How should we better understand acuity and case mix? Surgery Partners’ revenue per case declined 14% YoY in Q2 2021 – probably the only negative metric in the report. Do you think this as an anomaly? The YTD H1 2021 results indicate that revenue per case was down only 2.9% YoY. How can investors get more comfortable with revenue per case mix and the mix across ortho or cardio or gastrointestinal, so they aren’t surprised to the upside or the downside? Obviously, upside is great if you’re long, not so great if you’re short.
15.
Where are the opportunities and risks in ophthalmology and gastrointestinal? They were often areas of consternation and Surgery Partners has clearly made tremendous strides to reduce those and push towards orthopaedics. Surgery Partners’ centres remain at 25% in ophthalmology and 19% in gastrointestinal. What were past challenges in these categories and how could they develop?
16.
Excluding the care grants recognition, Surgery Partners’ Q2 2021 adjusted EBITDA margin came in at 13.4%. This is generally consistent with Q2 2019 margins – I’m using pre-coronavirus for a normalised comparison. Mix typically intensifies in H2 of any given year, but what is your longer-term outlook for annualised margins? Where are the company’s opportunities to expand margin, especially as it relates to procurement, revenue cycle management and org and workflow efficiencies?
17.
What’s your take on Surgery Partners’ investments in denials management and coding technologies?
18.
Can you elaborate on Surgery Partners’ enterprise-wide contract management system which is being piloted to improve dialogue in liaison with managed care?
19.
What’s your outlook for Surgery Partners’ adjusted EBITDA margins? What do you think is a realistic goal in terms of driving margin expansion? Can the company go 200bps or 300bps higher?
20.
How is Surgery Partners able to achieve such impressive, best-in-class patient experience?

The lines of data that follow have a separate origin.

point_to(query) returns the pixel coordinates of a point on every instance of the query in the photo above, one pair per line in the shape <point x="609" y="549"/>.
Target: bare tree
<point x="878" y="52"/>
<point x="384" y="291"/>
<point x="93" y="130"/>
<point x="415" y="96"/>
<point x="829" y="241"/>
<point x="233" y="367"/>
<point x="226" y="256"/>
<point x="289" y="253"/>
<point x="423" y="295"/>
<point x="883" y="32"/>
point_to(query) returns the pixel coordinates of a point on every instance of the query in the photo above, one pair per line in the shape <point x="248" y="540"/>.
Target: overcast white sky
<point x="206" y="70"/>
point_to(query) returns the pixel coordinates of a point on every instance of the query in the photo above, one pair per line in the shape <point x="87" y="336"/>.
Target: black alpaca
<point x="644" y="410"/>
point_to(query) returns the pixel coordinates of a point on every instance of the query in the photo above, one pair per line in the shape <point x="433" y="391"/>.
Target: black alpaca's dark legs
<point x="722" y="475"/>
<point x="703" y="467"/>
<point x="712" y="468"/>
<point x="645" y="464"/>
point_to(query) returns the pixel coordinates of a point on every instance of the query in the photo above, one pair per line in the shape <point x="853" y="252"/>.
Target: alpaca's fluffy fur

The company has an average deficiency of 6.3% vs an industry ASC average of 8.4%. Roughly 73% of Surgery Partners’ patient experiences have been rated five stars vs the nationwide hospitals average of 8% of patients rating five stars. How is it maintaining this superior quality?
21.
What’s your take on Surgery Partners’ M&A strategy? The constant acquisitions and divestiture cycle means there’s never a clean P&L, but how successful is the company at integration and ensuring M&A is truly accretive in the long term?
22.
What are your expectations around physician recruitment and retention, especially given the massive opportunity set in the migration from in-patient to out-patient? What is Surgery Partners’ strategy to continue having de novo ASCs or increasing doctor capacity in current ASCs?
23.
What do you make of Surgery Partners’ recent refinancing of USD 1.55bn of term loans? What about its capital structure overall, given its net leverage stands at 6.3x?